L
e moment que j’étais en train de passer ne pouvait être plus étrange : après m’être réveillée dans le lit d’un parfait inconnu, appris que j’avais été été droguée à mon insu par des garçons apparemment mal intentionnés qui cherchaient à profiter de ma faiblesse, après avoir été « sauvée » par un Austin sorti de nulle part, que je n’avais jamais vu, qui semblait être aussi sombre et torturé qu’un héros sorti tout droit d’un roman des sœurs Brontë, tel un Heathcliff moderne, qui venait de lancer une bouteille d’eau sur un miroir sans aucune raison apparente, alors qu’on parlait presque tout à fait normalement quelques minutes plus tôt. Il s’était ensuite mit à fixer les morceaux de glace tombés à terre, à moins que ce ne soit la petite mare qui ornait à présent son plancher, avant de se tourner vers moi, et de se mettre à me fixer, sans vraiment me voir. Comme s’il était en transe.
J’ôtais ma main de ma bouche, mais peu rassurée par la situation, je ne pus m’empêcher de me recroqueviller sur la chaise de bureau pas vraiment confortable, rapprochant mes jambes de mon buste, comme pour me protéger. De quoi ? Je ne le savais pas vraiment. Mais je me sentais de moins en moins à l’aise dans cette pièce, et le fait d’être incapable de « m’enfuir » puisque je supposais qu’en moins de cinq minutes, mes jambes n’auraient pas trouvé leur assurance. Je me sentais comme piégée. La meilleure solution, à mes yeux, me semblait de lui faire reprendre ses esprits. Enfin d’essayer. « Austin ? » Aucune réaction de sa part. Il me regardait toujours sans me voir. A moins que … Je me contorsionnais pour regarder ce qu’il y avait derrière moi, juste son bureau sur lequel était posé ce qui semblait être son ordinateur portable et une ancienne photo, lui et un autre jeune homme brun qu’il me semblait déjà avoir vu en compagnie des sœurs Pearce. Rien qui ne semblait expliquer l’intensité de son regard. Je me remis droite, face à lui, et ne put m’empêcher de me mordre la lèvre inférieure, totalement dépassée par la situation. Je me demandais un instant s’il ne m’avait pas en réalité menti, si cette histoire d’inconnu versant une substance dans mon verre n’était pas qu’un énorme canular, qu’il aurait lui-même versé dans mon verre, avant de me faire croire qu’il était celui qui m’avait tiré d’un vraiment mauvais pas. Après tout, j’avais la réputation d’être naïve, de croire les pires énormités sans vraiment me douter de la vérité. Il aurait pu en entendre parler et décider de me jouer un tour, de se jouer de moi. Et après avoir joué les chevaliers servants, voilà qu’il jouait le rôle du psychosé, celui qui dans les films arrachait des frissons aux téléspectateurs les plus courageux, le vrai méchant, celui qu’on n’attendait pas vraiment. Et je ne savais plus si je devais jouer le jeu ou lui faire comprendre que je l’avais percé à jour, et que ses tours ne faisaient plus effet sur moi. J’allais lui demander d’arrêter, de cesser sa stupide comédie. Mieux, de me ramener chez moi. Ce que j’aurai du faire tout de suite, je l’étonnais même de n’y avoir pensé plus tôt, mon esprit devait surement être trop embrumé pour avoir les idées claires, quand il me surprit une fois de plus.

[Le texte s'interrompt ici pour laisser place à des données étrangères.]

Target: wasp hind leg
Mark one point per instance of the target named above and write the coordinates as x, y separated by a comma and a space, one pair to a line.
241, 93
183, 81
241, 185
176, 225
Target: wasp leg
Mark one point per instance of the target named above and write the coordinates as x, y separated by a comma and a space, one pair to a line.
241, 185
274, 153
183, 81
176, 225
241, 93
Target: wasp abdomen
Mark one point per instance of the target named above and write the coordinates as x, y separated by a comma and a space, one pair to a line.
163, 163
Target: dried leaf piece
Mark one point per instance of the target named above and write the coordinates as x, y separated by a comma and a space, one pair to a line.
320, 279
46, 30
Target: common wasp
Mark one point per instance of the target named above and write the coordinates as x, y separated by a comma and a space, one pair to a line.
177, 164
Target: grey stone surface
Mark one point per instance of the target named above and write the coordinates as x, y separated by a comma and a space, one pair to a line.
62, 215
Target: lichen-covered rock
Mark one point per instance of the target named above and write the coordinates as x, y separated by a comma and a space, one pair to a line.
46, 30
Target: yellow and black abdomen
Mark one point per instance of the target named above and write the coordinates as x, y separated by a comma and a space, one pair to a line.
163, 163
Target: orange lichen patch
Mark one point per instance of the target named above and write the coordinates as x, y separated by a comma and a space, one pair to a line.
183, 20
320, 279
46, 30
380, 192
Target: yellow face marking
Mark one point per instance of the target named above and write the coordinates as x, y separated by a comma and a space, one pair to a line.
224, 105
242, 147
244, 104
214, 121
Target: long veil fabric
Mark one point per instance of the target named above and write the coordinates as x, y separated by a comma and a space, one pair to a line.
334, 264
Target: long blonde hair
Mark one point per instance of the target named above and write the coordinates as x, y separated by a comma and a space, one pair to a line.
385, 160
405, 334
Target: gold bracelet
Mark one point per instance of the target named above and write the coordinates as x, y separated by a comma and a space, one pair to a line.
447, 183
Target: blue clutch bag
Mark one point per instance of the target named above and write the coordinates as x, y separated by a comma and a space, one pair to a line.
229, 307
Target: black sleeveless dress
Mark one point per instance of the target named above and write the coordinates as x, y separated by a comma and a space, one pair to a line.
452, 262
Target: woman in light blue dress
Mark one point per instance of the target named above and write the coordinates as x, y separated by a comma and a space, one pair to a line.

De sa calme position assise, il se leva vers moi, et marcha droit vers moi. Les pires scénarios me traversèrent l’esprit et un éclair de terreur du surement passer dans mes yeux. Je l’imaginais me forcer à retourner sur le lit, me traiter de sotte d’avoir cru à sa supercherie, et même, allez savoir pourquoi, je crus qu’il allait lever la main sur moi. Mais son geste me décontenança. Encore une fois, il faisait tout sauf ce que je pensais qu’il allait faire. Il se pencha vers moi, les yeux à moitié fermés, et écrasa ses lèvres contre les miennes. J’eux un réflexe de recul et je levais les bras, prêt à le frapper pour le faire reculer, car je n’étais pas l’une de ces filles faciles qui se laissaient faire. Je ne voulais pas être embrassée, touchée sans avoir donné mon autorisation. Mais quelque chose m’en empêcha. Quelque chose dans son expression, qui encore une fois, me paru tourmentée. Ainsi que son geste. L’une de ses mains, légère, presque douce, frôla ma joue avant de se poser sur sa nuque, s’emmêlant au passage dans quelques unes de mes mèches blondes, ce qui me garda collée à lui. Je ne savais plus quoi faire, fermer les yeux ou les garder grands ouverts, ne sachant trop ce qui avait déclenché en lui ce rapprochement subit. Quand il s’écarta de moi, je restais quelques secondes sans rien dire, encore surprise, à moitié choquée, avant de murmurer un « Pourquoi ? »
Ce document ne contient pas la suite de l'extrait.